Церковная же жизнь катилась своим чередом. Он не участвовал в съезде духовенства Экзархата 3–4 февраля 1955 г. в Париже, последовавшем почти сразу за назначением епископа Клитттийского Николая (Еремина) Западноевропейским экзархом 15 октября 1954 г. Но к Пасхе 1956 г. иеромонах Василий получает от патриарха право ношения креста с украшениями, который ему вручает в августе в Москве митрополит Николай (Ярушевич).

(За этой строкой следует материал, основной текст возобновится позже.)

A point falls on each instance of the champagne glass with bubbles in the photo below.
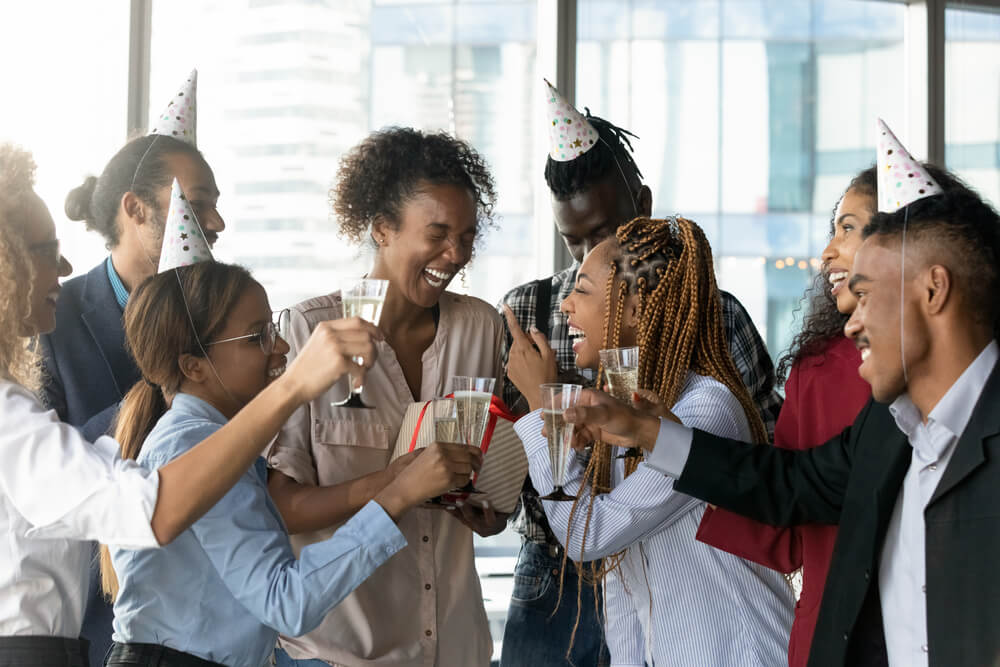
(362, 298)
(472, 408)
(621, 369)
(555, 399)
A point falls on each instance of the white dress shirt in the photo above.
(57, 489)
(674, 601)
(902, 567)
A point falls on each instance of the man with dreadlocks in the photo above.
(670, 599)
(595, 188)
(914, 482)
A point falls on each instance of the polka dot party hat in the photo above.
(183, 241)
(570, 133)
(901, 179)
(180, 117)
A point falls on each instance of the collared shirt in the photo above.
(424, 607)
(117, 286)
(55, 490)
(745, 344)
(226, 585)
(902, 570)
(675, 601)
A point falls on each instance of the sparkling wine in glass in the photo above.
(362, 298)
(555, 399)
(472, 407)
(621, 369)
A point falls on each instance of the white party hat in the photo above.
(901, 179)
(570, 133)
(183, 240)
(180, 118)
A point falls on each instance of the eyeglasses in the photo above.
(48, 250)
(267, 336)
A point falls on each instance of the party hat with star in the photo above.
(901, 179)
(180, 118)
(183, 240)
(570, 133)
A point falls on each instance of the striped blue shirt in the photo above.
(227, 586)
(117, 286)
(674, 601)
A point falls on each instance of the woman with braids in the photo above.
(422, 200)
(223, 589)
(669, 599)
(57, 488)
(823, 396)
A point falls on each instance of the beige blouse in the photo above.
(424, 606)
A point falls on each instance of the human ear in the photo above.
(193, 368)
(936, 286)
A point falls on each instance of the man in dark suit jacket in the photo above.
(915, 486)
(87, 368)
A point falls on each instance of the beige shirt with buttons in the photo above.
(424, 606)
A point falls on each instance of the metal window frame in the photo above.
(557, 40)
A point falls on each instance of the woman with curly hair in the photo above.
(58, 489)
(823, 396)
(422, 200)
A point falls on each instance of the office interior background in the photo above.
(751, 118)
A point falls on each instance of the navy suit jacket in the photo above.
(87, 373)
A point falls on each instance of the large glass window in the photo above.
(63, 83)
(972, 96)
(753, 115)
(287, 86)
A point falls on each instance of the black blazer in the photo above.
(854, 480)
(87, 373)
(87, 368)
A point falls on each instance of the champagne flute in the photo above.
(445, 415)
(472, 403)
(555, 399)
(361, 298)
(621, 368)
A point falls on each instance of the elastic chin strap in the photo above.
(902, 287)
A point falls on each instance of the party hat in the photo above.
(180, 118)
(901, 179)
(570, 133)
(183, 241)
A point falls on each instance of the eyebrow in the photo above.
(857, 278)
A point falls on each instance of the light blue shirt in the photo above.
(227, 586)
(673, 600)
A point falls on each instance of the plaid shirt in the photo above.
(745, 344)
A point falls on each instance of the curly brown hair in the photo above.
(377, 177)
(18, 360)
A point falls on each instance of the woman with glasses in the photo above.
(58, 489)
(222, 591)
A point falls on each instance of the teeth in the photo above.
(837, 276)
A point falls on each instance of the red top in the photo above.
(823, 396)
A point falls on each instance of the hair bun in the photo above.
(78, 200)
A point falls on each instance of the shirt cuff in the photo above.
(673, 445)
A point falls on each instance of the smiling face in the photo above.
(587, 306)
(47, 264)
(241, 364)
(434, 240)
(875, 323)
(853, 214)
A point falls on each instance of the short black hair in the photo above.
(378, 176)
(964, 231)
(611, 154)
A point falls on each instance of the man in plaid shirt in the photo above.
(592, 195)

Удивившийся «награде не по чину» (у иеромонаха еще не было и обычного золотого креста) , Василий Кривошеин был успокоен тем, что «патриарх благословляет» его носить такой крест [421]. А 25 января 1957 г. он неожиданно получает сан архимандрита. Узнав об этом в феврале от экзарха архиепископа Николая (награждение было сделано в обход Экзархата, непосредственно по ходатайству председателя ОВЦС), владыка был удивлен как возможностью миновать «промежуточный сан», так и существенным нарушением иерархичности [422]. Впрочем, его рукоположение в 1951 г. также решалось в обход тогдашнего экзарха архиепископа Берлинского Фотия (Топиро) непосредственными переговорами двух Николаев — архимандрита и митрополита.

А с наградами в Патриархии всегда была неразбериха: человека, уже имевшего церковный орден II степени, могли через несколько лет наградить тем же орденом, но III степени — личные симпатии и личные ходатайства определяли все.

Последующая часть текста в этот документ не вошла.